Wincing, he tried to catch Sophie’s eye. He’d learned to never phrase a request as a favor with Dr. Lucy Benally. Favors had a way of costing a pair of Cubs tickets or, even worse, his f
ifty-yard line seats at Kinnick for the biggest Hawkeye game of the season. Commands worked slightly better with the doctor. The worst thing to happen was for her to get the upper hand.
But it was too late. The pathologist had a familiar glint in her eye as she looked at Sophie. “You want a favor?”
“A bit more of your time, perhaps. I know you’re busy. But you have all the photos taken of the victims on PowerPoint, don’t you?”
Anyone who’d worked with Benally before knew that she did. The ME was notoriously OCD about things like that. Copies of the photos documenting every step of each body’s excavation, coupled by the ones taken in this lab would be arranged sequentially, along with photo documentation of the autopsy on each.

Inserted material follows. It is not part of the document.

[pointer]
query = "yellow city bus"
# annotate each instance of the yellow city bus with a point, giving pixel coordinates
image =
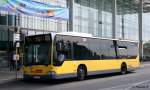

Cam tried to head trouble off at the pass. “None of the other victims had identifying marks, Dr. Channing. As you saw in the file you were given.”
“Of course not.” She didn’t even look at him. Her attention was on the diminutive pathologist. “Lucy would have found them immediately. The file said that not all of the skin on some of the bodies was intact. But it also documented the number of burns found. How can we know every victim had burns on their body or how many?”
Cam winced at the imminent explosion. He’d been on the receiving end of Benally’s blistering response before when he’d questioned one of her findings.
But amazingly, the pathologist beamed. “Good question. I’ll show you.” Swiftly she walked over to her computer, which stood on a rolling cart in the center of the room. A few minutes passed as she fussed with plug-ins and lowered a white projector screen. She opened the laptop and tapped in a few commands. Moments later the photos in question were displayed before them.
“The victims are numbered in each picture according to the order in which they were found. We can’t yet say with complete accuracy the sequence in which they were killed or how long they’d been buried.”
Wouldn’t say, Cam mentally corrected. The ME wasn’t one to make claims that hadn’t been verified and re-verified.